Examples of {vllm} {helm} chart override files

../snippets/helm-chart-overrides-intro.adoc

Example 1. Minimal configuration

The following override file installs {vllm} using a model that is publicly available.

global:
  imagePullSecrets:
  - application-collection
servingEngineSpec:
  modelSpec:
  - name: "phi3-mini-4k"
    registry: "dp.apps.rancher.io"
    repository: "containers/vllm-openai"
    tag: "0.13.0"
    imagePullPolicy: "IfNotPresent"
    modelURL: "microsoft/Phi-3-mini-4k-instruct"
    replicaCount: 1
    requestCPU: 6
    requestMemory: "16Gi"
    requestGPU: 1

Validating the installation

Pulling the images can take a long time.

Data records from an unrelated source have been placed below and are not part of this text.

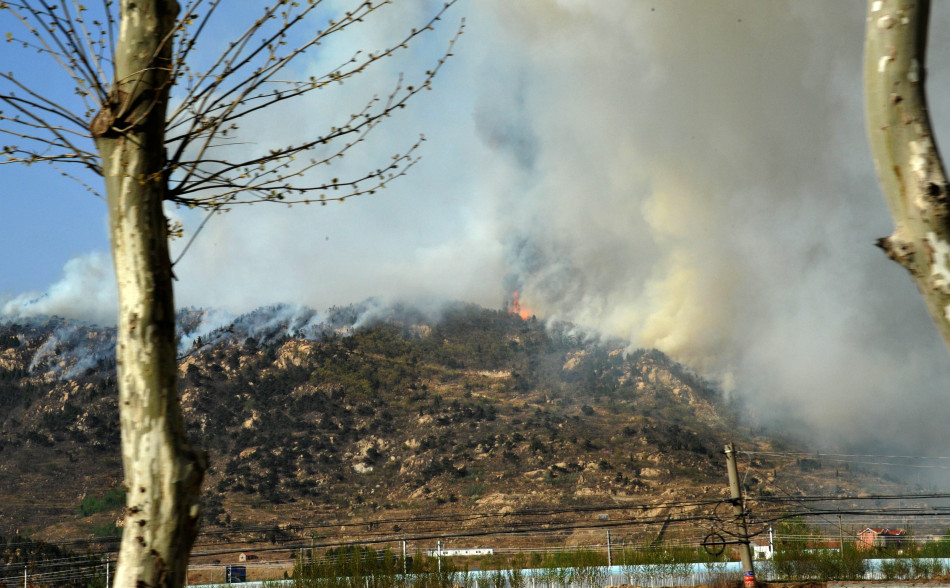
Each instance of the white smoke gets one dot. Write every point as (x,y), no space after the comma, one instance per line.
(85,291)
(687,175)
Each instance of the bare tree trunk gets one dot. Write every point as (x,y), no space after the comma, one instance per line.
(905,153)
(162,473)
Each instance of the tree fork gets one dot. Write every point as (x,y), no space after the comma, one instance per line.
(163,473)
(905,153)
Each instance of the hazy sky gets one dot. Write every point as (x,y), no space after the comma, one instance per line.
(687,175)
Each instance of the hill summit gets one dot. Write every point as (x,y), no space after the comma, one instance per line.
(362,414)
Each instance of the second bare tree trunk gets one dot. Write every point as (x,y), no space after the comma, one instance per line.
(905,153)
(162,473)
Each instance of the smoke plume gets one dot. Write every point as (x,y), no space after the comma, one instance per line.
(687,175)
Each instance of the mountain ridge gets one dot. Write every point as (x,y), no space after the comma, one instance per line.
(366,412)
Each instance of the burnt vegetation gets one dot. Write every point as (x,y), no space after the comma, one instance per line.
(404,412)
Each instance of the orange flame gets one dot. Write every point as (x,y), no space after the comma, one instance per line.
(524,312)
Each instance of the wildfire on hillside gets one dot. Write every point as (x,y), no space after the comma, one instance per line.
(515,307)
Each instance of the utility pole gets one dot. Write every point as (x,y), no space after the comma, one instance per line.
(738,510)
(840,537)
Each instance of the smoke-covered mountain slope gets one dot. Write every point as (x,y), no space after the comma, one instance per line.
(360,413)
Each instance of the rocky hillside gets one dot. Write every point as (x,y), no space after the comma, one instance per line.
(352,415)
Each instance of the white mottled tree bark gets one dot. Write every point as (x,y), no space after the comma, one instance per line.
(162,473)
(905,153)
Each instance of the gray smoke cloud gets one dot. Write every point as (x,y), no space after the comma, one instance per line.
(687,175)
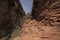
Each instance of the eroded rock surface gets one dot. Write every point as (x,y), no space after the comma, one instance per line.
(10,13)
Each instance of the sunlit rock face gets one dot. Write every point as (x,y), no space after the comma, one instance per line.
(47,10)
(10,13)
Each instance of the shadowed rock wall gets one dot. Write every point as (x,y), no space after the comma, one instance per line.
(11,14)
(48,10)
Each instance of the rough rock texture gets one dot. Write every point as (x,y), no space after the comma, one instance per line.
(43,8)
(11,15)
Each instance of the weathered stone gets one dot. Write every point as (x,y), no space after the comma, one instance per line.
(10,13)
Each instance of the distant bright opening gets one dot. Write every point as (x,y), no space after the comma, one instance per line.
(27,5)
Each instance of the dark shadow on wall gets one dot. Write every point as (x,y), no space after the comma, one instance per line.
(11,15)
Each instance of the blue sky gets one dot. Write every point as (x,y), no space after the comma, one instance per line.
(27,5)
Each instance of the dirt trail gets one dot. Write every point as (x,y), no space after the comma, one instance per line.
(33,30)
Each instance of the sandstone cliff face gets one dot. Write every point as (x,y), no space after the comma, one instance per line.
(48,10)
(11,13)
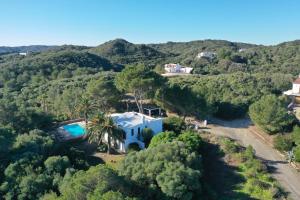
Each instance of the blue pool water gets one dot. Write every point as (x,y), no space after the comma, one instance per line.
(74,129)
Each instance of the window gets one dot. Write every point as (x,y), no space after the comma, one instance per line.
(139,133)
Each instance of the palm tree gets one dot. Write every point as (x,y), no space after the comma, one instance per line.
(101,125)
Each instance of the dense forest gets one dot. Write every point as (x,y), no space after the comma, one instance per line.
(53,84)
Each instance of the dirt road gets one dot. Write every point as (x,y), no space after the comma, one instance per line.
(238,130)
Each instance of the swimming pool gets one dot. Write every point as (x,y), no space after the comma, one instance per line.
(74,130)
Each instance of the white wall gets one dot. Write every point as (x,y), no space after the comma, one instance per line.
(296,88)
(155,125)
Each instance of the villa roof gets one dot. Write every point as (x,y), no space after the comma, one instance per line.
(130,119)
(297,81)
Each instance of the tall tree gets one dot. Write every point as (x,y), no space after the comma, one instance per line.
(270,113)
(85,106)
(182,100)
(104,93)
(140,81)
(101,126)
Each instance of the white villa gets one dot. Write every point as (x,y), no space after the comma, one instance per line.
(177,68)
(132,123)
(207,54)
(23,54)
(294,93)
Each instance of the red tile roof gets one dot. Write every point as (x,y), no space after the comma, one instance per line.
(297,81)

You can monitor the status of the {vllm} installation by running the following command:

{prompt_user}kubectl get pods -n <SUSE_AI_NAMESPACE>

NAME                                           READY   STATUS    RESTARTS   AGE
[...]
vllm-deployment-router-7588bf995c-5jbkf        1/1     Running   0          8m9s
vllm-phi3-mini-4k-deployment-vllm-79d6fdc-tx7  1/1     Running   0          8m9s

Pods for the {vllm} deployment should transition to the states Ready and Running.

Validating the stack

Expose the vllm-router-service port to the host machine:

{prompt_user}kubectl port-forward svc/vllm-router-service \
  -n <SUSE_AI_NAMESPACE> 30080:80

Query the {openai}-compatible API to list the available models:
```
{prompt_user}curl -o- http://localhost:30080/v1/models
```

Send a query to the {openai} /completion endpoint to generate a completion for a prompt:

{prompt_user}curl -X POST http://localhost:30080/v1/completions \
  -H "Content-Type: application/json" \
  -d '{
    "model": "microsoft/Phi-3-mini-4k-instruct",
    "prompt": "Once upon a time,",
    "max_tokens": 10
  }'

# example output of generated completions
{
    "id": "cmpl-3dd11a3624654629a3828c37bac3edd2",
    "object": "text_completion",
    "created": 1757530703,
    "model": "microsoft/Phi-3-mini-4k-instruct",
    "choices": [
        {
            "index": 0,
            "text": " in a bustling city full of concrete and",
            "logprobs": null,
            "finish_reason": "length",
            "stop_reason": null,
            "prompt_logprobs": null
        }
    ],
    "usage": {
        "prompt_tokens": 5,
        "total_tokens": 15,
        "completion_tokens": 10,
        "prompt_tokens_details": null
    },
    "kv_transfer_params": null
}

Example 2. Basic configuration

The following {vllm} override file includes basic configuration options.

Prerequisites

Access to a {huggingface} token (HF_TOKEN).
The model meta-llama/Llama-3.1-8B-Instruct from this example is a gated model that requires you to accept the agreement to access it. For more information, see https://huggingface.co/meta-llama/Llama-3.1-8B-Instruct.
The runtimeClassName specified here is nvidia.
Update the storageClass: entry for each modelSpec.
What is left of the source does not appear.